Thinking about my tour of the Greene houses (and their look-a-likes) on the West Coast, I seem to recall that most of them were built as summer homes for wealthy mid-westerners.
Great job curating some A&C in Brooklyn, and glad you mentioned the Roycrofters (years ago we stayed at a B&B in Cape May NJ that was Roycroft to the hilt, very impressive). A funny thought occurred reading this:
“Although designed with an egalitarian “everyman†in mind, the handmade products were actually too labor intensive to be affordable to anyone other than the upper classes.”
It made me think of the whole locavore/Slow Food movement. I think we are living in the age of Arts & Crafts food!
Nearly identical row of Arts and Crafts cottages (Crown Heights North) on Newkirk Avenue in Ditmas Park West/West Midwood… Same architect? Anyone know?

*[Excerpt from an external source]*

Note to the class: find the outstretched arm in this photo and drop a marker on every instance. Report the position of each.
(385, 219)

Hey MM, thx for featuring my favorite style. I too was surprised you hadn’t mentioned Syracuse, but I see that ground has been covered by now.
The Mission spindle chair and footstool you show on the flickr page are current production from the Stickley factory…
http://tinyurl.com/yl44gk5
And the matching footstool
http://tinyurl.com/yf6xsto
MM, thank you for taking time to do this. Fascinating stuff as usual!